Als erste Schutzmaßnahme steht daher meistens das Trennen des Bewegungsraums von Mensch und Industrieroboter durch Schutzgitter mit gesicherten Schutztüren oder Lichtschranken. Ein Öffnen der Schutztür oder eine Unterbrechung der Lichtschranke lässt den Roboter sofort stillstehen. In Sonderbetriebsarten, wo der Mensch den Gefahrenbereich des Roboters betreten muss (zB. beim Teachen), muss ein Zustimmtaster betätigt werden, um Bewegungen des Roboters ausdrücklich zu erlauben. Gleichzeitig müssen die Geschwindigkeiten des Roboters auf ein sicheres Maß begrenzt sein.
Neuere Entwicklungen (Assistenzroboter) gehen in die Richtung, dass der Roboter mittels Sensorik eine Annäherung eines Fremdobjekts oder eines Menschen rechtzeitig erkennt und seine Bewegung verlangsamt, stoppt, oder sogar selbsttätig zurückweicht. Somit wird in der Zukunft ein gemeinsames Zusammenarbeiten mit dem Roboter in seiner unmittelbaren Nähe möglich.
Alle Steuerkreise mit Funktionen für die Personen-Sicherheit werden in der Regel redundant ausgeführt und überwacht, sodass auch Fehler (wie Kurzschlüsse) nicht zum Sicherheitsverlust führen können.
Fast jeder Hersteller setzt eigene Steuerungen ein, die sich in ihrer Programmierung, Leistungsfähigkeit und der erzielbaren Bahngenauigkeit des Roboters unterscheiden.

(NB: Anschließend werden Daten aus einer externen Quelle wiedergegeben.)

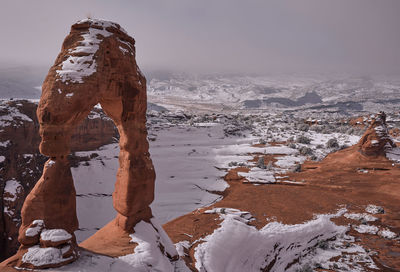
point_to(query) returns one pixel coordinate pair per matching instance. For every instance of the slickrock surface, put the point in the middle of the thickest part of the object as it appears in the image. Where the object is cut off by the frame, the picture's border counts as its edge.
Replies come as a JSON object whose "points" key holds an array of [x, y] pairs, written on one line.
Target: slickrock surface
{"points": [[96, 65], [363, 186], [22, 164]]}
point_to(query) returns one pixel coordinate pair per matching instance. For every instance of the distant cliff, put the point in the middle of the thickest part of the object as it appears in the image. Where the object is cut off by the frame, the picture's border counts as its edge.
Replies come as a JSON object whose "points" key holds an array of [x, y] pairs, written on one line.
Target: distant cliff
{"points": [[21, 163]]}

Zudem gibt es zahlreiche Systemhäuser, die die Industrieroboter, in individuellen, auf die jeweiligen Kundenwünsche angepassten Anlagen zum Leben erwecken. In Großproduktionen, wie z.B. der Automobilfertigung, werden oft nur Roboter eines einzigen Herstellers eingesetzt. Das verkleinert die Zahl der auf Vorrat zu haltenden Ersatzteile. Außerdem ist es dadurch nicht notwendig, die Mitarbeiter auf verschiedenen Systemen zu schulen. Allerdings gehen mehr und mehr Automobilhersteller dazu über, dem günstigsten Roboteranbieter den Zuschlag zu geben, um eine zu einseitige Roboterpopulation und damit die preisliche Abhängigkeit von einem einzigen Hersteller zu reduzieren.